Shares of One 97 Communications Ltd, owner of fintech platform Paytm, fell as much as 3 per cent on Thursday (February 22) after brokerage firm Goldman Sachs put a ‘neutral rating’ on the stock and cut the target price from Rs 860 to Rs 450. The reason stands that Goldman Sachs is anticipating a slowdown in the company’s lending.
Shares of One 97 Communications are trading 1.50 points, or 0.44 per cent in green at 396.80 at 11 am. The company has faced its worst crisis since its listing after RBI’s January 31 action.
Earlier, Paytm shares hit 5 per cent upper circuit during three consecutive trading sessions.
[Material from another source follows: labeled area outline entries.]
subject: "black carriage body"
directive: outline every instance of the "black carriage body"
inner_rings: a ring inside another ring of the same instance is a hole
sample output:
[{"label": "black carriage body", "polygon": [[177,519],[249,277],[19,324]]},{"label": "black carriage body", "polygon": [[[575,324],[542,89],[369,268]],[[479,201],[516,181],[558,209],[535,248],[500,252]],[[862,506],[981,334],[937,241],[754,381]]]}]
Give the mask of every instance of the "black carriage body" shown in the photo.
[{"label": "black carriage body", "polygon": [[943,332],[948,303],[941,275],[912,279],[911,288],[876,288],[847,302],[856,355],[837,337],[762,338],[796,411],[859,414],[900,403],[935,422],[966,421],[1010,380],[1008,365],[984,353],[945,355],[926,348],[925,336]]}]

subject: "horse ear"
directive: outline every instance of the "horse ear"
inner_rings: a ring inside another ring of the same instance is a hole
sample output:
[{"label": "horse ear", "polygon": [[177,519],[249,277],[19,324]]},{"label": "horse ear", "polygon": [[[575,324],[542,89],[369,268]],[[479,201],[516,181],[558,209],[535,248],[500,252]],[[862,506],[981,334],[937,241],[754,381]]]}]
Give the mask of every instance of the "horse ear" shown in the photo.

The shares closed at Rs 376 a piece on Wednesday (February 21).
Analysts at Goldman Sachs have decreased revenue and adjusted EBITDA estimates of the company by up to 36 percent and 80 percent, respectively for FY24E-26. They now expect FY25 revenues to decline by 21 percent on-year (YoY).
Paytm stock has, however, rebounded to trade 24 percent above the 52-week low of Rs 318 that it hit on February 16. However, the stock is still trading 48 percent below the January 31 closing price of Rs 761.20.
Goldman Sachs anticipates a slowdown in lending in the near term due to RBI’s restriction on Paytm Payments Bank (PPBL).